What we are reading:
Banks. Crypto. “The U.S. regulator overseeing national banks clarified Friday that banks can engage in some crypto activities and removed expectations firms should receive advance permission from regulators before doing so.
The Office of the Comptroller of the Currency said in a statement that national banks are permitted to engage in some crypto activities, such as crypto-asset custody, some stablecoin activities, and participation in distributed ledger networks.” — Reuters.
Banks. Tariffs. “The delays to tariffs this week are a welcome reprieve, but even considering the delays, the effective tariff rate is at its highest level since the 1970s. What’s more, if the tariffs that were delayed this week eventually get implemented, it would increase the effective tariff rate to the highest level since the 1940s. In other words, it has erased nearly eight decades of globalization, which could lead to as much as $2,000 in additional costs for U.S. households.1” — JP Morgan Chase.
Banks. Europe. Defense trade. “There’s a few net takeaways for investors here. One is a positive for the European defense sector. The combination of tariffs and the evolving U.S. posture on global security has long been part of our thesis on why Europe would eventually chart a new path and step up to spend more on defense. The current situation in Russia and Ukraine underscores this, with potential for another $0.9-$2.7 trillion in defense spending through 2035. Germany’s new ‘whatever it takes’ approach to defense spending is a key signpost in this trend, per our colleagues in European economics, equities, and foreign exchange.” — Morgan Stanley.
Banks. Federal Reserve. “Financial markets spend a lot of time discussing the Federal Reserve. And for good reason. The central bank of the world’s largest economy plays a central role in fighting inflation and setting interest rates. And what they’ll do this year is topical and shifting. At Morgan Stanley, our economists think that US Tariff and Immigration policy will lead the Fed to keep rates somewhat higher, for somewhat longer, than they did at the start of the year.
Yet we think there may be just a little bit too much focus on just how much the Fed changes policy over the course of the year. Indeed, we’d go as far as to say that given the choice, investors should be rooting for less change, not more.” — Morgan Stanley.

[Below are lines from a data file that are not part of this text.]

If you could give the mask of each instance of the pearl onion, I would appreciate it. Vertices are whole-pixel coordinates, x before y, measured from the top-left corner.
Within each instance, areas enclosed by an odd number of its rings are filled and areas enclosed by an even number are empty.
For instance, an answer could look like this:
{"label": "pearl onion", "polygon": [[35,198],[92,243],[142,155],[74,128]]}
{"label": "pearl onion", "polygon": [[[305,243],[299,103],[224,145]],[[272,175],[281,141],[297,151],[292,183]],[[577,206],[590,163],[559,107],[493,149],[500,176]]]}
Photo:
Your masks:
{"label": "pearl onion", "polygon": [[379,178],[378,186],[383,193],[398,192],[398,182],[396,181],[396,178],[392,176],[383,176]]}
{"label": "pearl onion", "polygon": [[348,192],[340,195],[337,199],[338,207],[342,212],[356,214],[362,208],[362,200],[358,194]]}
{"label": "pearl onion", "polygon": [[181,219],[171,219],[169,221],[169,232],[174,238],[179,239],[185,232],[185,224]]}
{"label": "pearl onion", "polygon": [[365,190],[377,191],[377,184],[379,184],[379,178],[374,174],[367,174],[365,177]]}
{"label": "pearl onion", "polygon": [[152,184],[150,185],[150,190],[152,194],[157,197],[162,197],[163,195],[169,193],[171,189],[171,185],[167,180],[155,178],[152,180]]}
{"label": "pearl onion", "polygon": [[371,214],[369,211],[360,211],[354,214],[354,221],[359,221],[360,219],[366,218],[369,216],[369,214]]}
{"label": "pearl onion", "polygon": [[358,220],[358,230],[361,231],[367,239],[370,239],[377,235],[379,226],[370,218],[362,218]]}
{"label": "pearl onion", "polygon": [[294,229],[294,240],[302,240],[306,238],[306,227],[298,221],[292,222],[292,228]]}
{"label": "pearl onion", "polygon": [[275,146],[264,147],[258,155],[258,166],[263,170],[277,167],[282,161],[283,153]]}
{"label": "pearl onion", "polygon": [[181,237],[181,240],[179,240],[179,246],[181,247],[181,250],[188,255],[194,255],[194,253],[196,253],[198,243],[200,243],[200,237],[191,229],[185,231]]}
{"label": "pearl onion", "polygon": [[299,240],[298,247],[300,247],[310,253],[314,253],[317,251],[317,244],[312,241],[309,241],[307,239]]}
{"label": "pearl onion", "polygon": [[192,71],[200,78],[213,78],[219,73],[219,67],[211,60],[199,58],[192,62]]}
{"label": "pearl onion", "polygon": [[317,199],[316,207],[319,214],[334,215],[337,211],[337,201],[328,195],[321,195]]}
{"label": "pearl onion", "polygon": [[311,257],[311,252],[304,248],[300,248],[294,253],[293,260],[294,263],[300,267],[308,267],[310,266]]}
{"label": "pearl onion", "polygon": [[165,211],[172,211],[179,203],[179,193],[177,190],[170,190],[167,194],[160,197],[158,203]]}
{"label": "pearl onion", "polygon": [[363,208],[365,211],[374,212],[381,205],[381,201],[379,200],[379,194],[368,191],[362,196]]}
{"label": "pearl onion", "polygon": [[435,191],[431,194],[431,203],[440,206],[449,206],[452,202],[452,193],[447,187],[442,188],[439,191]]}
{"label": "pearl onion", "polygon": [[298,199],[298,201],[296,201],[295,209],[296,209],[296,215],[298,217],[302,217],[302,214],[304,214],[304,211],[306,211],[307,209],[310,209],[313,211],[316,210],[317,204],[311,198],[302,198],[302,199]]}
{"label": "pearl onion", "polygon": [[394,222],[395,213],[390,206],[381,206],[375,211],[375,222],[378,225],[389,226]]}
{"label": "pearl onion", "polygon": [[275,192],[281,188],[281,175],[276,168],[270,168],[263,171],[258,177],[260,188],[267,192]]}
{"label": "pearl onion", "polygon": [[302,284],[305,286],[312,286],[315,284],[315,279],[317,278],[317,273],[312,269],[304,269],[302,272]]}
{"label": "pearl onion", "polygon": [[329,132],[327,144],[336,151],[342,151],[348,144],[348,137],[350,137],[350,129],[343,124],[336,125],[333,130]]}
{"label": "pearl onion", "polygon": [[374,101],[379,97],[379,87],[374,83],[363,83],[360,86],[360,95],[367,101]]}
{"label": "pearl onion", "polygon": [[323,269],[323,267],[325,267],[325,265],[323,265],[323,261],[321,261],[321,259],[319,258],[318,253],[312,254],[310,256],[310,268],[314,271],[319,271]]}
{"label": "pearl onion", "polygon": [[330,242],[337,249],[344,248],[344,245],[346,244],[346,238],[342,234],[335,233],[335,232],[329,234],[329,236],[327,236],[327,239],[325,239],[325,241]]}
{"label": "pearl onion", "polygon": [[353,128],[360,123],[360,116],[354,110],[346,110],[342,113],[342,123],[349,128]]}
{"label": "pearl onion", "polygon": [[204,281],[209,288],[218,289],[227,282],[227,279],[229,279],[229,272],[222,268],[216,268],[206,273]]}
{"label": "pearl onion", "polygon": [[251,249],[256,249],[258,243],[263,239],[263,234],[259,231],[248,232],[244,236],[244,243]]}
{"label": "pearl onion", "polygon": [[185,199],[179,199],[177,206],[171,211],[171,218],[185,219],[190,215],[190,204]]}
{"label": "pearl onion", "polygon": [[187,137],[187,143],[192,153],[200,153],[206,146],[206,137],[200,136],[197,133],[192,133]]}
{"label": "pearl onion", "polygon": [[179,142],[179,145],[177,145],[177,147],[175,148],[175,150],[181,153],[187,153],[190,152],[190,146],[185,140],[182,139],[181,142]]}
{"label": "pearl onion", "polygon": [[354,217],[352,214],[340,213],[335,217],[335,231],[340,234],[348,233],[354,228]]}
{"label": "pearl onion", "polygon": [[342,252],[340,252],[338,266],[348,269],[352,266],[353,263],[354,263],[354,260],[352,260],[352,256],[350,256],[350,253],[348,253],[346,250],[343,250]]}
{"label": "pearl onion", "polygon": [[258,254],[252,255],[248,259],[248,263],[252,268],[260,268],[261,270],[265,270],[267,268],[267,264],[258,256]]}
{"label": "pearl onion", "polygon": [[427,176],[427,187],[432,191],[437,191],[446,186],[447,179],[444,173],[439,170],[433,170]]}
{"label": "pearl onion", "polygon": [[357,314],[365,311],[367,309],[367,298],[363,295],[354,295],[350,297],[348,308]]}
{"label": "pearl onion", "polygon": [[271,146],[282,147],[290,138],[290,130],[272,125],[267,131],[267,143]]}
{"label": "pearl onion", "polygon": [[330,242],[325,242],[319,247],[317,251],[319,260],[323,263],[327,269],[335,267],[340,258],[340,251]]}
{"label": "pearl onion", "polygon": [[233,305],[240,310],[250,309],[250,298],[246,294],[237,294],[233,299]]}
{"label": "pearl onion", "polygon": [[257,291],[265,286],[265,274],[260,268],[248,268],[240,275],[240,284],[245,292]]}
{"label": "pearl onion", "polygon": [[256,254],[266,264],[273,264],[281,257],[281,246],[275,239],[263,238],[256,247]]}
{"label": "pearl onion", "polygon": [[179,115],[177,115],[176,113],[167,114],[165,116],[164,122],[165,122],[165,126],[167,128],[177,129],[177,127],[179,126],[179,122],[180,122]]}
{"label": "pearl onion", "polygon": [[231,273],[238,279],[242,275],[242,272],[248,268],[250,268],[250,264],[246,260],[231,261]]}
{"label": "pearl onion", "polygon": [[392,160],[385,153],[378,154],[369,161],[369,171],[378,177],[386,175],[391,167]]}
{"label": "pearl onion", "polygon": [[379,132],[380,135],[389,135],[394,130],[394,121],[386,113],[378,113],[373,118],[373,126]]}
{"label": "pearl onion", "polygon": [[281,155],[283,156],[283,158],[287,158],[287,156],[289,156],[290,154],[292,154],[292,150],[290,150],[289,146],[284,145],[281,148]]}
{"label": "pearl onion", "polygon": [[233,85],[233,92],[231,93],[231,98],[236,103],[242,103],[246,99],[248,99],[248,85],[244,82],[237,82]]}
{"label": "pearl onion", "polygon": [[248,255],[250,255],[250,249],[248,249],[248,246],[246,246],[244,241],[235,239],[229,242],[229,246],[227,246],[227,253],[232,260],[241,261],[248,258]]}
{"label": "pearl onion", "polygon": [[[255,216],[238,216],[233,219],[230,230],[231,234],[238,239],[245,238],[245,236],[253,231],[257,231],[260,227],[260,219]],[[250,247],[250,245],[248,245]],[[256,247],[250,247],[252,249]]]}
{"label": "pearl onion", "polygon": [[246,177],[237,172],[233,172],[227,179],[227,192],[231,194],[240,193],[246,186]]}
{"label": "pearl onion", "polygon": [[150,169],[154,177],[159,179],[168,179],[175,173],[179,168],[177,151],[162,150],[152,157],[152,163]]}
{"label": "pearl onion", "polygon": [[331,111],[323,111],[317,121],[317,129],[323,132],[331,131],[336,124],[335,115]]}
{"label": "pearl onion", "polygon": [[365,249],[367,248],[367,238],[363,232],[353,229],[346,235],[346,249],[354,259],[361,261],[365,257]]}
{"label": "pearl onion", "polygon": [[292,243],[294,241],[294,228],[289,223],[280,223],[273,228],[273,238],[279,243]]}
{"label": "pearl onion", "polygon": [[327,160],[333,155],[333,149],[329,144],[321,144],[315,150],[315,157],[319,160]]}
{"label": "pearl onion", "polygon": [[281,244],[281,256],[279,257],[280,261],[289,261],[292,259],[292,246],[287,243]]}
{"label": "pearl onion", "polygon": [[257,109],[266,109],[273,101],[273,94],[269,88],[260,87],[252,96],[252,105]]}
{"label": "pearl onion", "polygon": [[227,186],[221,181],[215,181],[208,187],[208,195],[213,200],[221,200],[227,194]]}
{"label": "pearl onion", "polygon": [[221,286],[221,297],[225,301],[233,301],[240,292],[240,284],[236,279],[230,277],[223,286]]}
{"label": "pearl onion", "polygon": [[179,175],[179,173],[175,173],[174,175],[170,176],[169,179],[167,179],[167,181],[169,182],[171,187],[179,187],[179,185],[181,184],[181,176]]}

Banks. Tariffs. “Tariffs can be disruptive to real economies; however, market participants seem less reactionary to tariff headlines in recent weeks. We believe this is a shift in tariff sentiment, and we now believe “tariff fatigue” is emanating across global financial markets. With market participants less focused on tariff headlines, and maybe only tariff policy implementation, the U.S. dollar can see less support from safe-haven capital flows. While we still forecast dollar strength into mid-2026, we see less dollar strength relative to last month’s forecast.” — Wells Fargo.
The Data:
On 7 March 2025, the two-year, ten-year, and thirty-year Treasury rates moved up between 9:30 am and 4:30 pm. According to data from the U.S. Treasury, the two-year rate climbed from 3.96% to 3.99%. The ten-year rate increased from 4.29% to 4.32%, while the 30-year rate also increased from 4.58% to 4.62%.
Latest data from the Board of Governors of the Federal Reserve System reported the EUR/USD is priced at 1.0402 while the USD/JPY is priced at 150.6400.
There were changes in three reference rates reported by the Federal Reserve Bank of New York. The Effective Federal Funds Rate for domestic unsecured borrowings between commercial depository institutions is at 4.33%. The Overnight Bank Funding Rate, a measure of wholesale, unsecured overnight bank funding costs, also held at 4.33%.
The Secured Overnight Financing Rate, which measures the cost of borrowing cash overnight secured by Treasury securities, came in at 4.35%, up from the previously reported 4.34% while the Broad General Collateral Rate, a measure of rates on overnight Treasury general collateral repurchase agreement transactions, came in at 4.34, an increase from the previously reported 4.33%.
The Tri-Party General Collateral Rate, a measure of rates on overnight, specific counterparty, tri-party general collateral repurchase agreement transactions, increased to 4.34% from the previous 4.33%.